Town Council to vote on pay for employees on active military duty

Local medic’s service is impetus for proposed change

By David Koran
Citizen Chronicle Writer

SOUTHBRIDGE — On Monday evening, the Town Council will vote to amend compensation of personnel on active military duty.

As the Fire Department hasn’t had an active duty service member since the Vietnam War, until recently there had not been a reason to revisit the rules. State law has been updated over the years to resolve pay discrepancies for those deployed in service of the United States, while towns throughout the commonwealth decide whether they will adopt that same language for local affairs.

Mike Struppa, a Fire Department medic, was recently deployed overseas, and is serving as a flight medic. Fire Lt. Jason Cantara and Fire Chief Mark DiFronzo have both offered support in many ways, including research into state law and communicating between the firefighters union and Mr. Struppa’s family while he is deployed.

Jacques Kallanian, president of the Southbridge Permanent Firefighters Union, said the proposal going before Town Council will improve outdated local policies and is modeled on similar user-friendly language from the town of Revere and is tailored specifically for Southbridge.

“When you don’t address it, years go by, and now the town is taking a serious look at it and taking a proactive response in fixing it,” said Kallanian.

The proposed policy would allow any Town employee who is a member of an armed forces reserve or National Guard unit to receive pay during the time of active service if called to active duty. Employees would be paid the difference between their salary normally received through employment with the Town and their base military pay, provided the military pay is a lesser amount. If enacted, the amendment would be retroactive to Jan. 1, 2018. Town officials said the difference, when applied retroactively, will be approximately $11,000 in Mr. Struppa’s case.

The measure has received strong support from two Town Council subcommittees, and several officials have expressed confidence the proposal will pass without opposition on Monday. Mr. Kallanian said Town Council Chairwoman Denise Clemence has been deeply involved in moving the proposal forward. Mrs. Clemence did not return a message seeking comment.

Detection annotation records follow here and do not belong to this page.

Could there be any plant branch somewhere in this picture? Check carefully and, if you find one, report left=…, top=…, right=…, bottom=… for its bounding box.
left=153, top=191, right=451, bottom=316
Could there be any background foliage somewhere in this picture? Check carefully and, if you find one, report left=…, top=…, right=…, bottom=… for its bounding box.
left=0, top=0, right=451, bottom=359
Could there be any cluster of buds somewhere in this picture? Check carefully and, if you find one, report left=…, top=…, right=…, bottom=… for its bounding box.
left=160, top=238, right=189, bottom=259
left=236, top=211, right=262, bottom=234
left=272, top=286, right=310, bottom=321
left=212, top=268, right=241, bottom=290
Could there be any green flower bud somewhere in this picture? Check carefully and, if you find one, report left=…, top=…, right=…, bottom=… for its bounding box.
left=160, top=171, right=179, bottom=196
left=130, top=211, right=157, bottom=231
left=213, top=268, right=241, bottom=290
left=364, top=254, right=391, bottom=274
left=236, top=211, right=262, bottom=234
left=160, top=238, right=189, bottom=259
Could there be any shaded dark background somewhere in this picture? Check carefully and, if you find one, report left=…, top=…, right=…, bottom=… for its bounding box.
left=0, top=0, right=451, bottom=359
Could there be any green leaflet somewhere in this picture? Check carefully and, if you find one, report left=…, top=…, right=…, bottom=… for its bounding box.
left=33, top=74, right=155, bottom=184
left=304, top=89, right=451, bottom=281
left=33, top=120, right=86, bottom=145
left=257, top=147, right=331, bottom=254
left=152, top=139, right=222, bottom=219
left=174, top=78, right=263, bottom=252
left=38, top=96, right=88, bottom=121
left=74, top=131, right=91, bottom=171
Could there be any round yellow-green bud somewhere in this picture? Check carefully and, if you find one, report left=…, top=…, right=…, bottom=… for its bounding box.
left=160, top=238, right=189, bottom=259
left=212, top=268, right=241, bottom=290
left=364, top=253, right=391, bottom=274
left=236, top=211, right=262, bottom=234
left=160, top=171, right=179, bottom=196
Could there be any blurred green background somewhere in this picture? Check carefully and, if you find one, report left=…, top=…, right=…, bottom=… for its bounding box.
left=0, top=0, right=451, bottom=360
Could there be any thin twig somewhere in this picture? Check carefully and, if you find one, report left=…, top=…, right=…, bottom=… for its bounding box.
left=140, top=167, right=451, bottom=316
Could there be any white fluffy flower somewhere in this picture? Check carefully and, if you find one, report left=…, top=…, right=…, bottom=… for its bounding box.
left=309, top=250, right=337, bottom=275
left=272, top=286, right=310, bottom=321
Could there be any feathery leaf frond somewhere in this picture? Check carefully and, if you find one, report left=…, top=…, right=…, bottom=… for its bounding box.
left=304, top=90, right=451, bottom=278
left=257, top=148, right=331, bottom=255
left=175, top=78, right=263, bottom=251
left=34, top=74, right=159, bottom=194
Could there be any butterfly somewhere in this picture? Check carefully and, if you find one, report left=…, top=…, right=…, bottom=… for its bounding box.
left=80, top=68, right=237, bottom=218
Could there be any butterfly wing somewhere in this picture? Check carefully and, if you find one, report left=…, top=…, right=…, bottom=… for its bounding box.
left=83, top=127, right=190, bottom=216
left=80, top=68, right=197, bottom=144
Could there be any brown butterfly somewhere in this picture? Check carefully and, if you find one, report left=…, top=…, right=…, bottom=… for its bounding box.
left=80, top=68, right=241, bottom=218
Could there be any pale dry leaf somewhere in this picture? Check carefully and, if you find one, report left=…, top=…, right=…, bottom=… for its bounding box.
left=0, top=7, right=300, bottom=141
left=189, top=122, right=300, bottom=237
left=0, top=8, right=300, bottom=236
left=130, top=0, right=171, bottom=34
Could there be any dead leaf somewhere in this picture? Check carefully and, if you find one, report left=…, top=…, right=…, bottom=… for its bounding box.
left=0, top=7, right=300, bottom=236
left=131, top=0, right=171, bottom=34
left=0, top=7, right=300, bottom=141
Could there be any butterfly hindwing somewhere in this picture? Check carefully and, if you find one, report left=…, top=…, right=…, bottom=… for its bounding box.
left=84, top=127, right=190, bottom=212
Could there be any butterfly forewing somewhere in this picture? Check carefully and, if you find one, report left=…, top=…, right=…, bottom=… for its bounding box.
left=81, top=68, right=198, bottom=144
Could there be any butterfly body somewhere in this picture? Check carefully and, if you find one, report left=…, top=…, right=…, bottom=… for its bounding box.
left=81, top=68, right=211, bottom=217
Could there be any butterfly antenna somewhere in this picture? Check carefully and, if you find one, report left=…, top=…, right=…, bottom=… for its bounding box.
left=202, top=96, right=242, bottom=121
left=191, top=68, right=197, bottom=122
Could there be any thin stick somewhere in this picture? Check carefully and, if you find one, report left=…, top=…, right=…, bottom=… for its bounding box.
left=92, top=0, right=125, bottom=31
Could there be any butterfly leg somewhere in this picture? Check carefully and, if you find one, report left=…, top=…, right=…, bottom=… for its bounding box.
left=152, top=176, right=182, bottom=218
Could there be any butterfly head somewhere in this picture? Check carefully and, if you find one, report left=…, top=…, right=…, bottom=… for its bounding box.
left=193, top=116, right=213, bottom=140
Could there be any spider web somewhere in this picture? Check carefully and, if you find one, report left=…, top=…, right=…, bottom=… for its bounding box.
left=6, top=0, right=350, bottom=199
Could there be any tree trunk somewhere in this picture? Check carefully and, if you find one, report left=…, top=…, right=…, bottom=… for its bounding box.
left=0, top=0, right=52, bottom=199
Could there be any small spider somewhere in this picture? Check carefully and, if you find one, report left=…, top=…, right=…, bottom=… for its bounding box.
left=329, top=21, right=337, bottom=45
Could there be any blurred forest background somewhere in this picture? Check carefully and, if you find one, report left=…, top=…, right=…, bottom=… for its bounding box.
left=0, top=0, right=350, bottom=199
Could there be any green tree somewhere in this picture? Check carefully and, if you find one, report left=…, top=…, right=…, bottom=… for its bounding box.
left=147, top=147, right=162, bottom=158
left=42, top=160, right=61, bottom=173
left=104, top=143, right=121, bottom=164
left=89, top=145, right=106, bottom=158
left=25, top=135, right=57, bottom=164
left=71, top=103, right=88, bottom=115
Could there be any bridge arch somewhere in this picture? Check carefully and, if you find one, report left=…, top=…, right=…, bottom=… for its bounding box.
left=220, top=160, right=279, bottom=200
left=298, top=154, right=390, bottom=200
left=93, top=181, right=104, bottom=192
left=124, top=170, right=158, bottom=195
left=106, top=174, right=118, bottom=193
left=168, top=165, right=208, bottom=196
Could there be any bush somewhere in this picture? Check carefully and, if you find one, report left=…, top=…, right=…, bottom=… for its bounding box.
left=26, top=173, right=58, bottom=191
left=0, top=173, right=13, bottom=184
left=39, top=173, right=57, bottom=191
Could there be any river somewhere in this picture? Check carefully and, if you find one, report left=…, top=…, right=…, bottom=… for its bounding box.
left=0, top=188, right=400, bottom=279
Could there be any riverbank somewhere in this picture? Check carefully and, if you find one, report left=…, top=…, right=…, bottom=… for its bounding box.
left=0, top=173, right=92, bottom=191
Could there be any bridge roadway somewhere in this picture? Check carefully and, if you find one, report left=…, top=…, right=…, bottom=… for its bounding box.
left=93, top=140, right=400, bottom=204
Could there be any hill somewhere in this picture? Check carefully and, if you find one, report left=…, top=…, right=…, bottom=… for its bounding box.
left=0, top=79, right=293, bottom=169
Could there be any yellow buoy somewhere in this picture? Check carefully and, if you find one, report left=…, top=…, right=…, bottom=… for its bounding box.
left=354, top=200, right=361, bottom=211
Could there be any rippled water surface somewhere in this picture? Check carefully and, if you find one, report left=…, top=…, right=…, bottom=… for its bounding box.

Councilor Rick Nash said, “Anyone I’ve spoken with, the general consensus has been very favorable. I think it’s the right thing to do and I’ll be supporting the measure. I have active-duty family, so I understand the importance of supporting our service members in the community.”

He said the change would apply to all nonunion personnel, not just firefighters and police.

“You have men and women sign up and they’re taken away from family, taken away from friends, thrown into something foreign to them. They do this, they don’t get paid much, and I just think it makes sense to take care of them in this way. And whether domestic or foreign, their serving our country,” said Councilor Monique Manna. “Thank you, to all who serve.”

Many people helped prepare this proposal, especially and union secretary Michael Gonynor, who worked with the Professional Fire Fighters of Massachusetts as well as Veteran’s Agent Mike Trombley, for providing research and guidance.

A single phrase was repeated many times during interviews for this story: “It’s just the right thing to do.”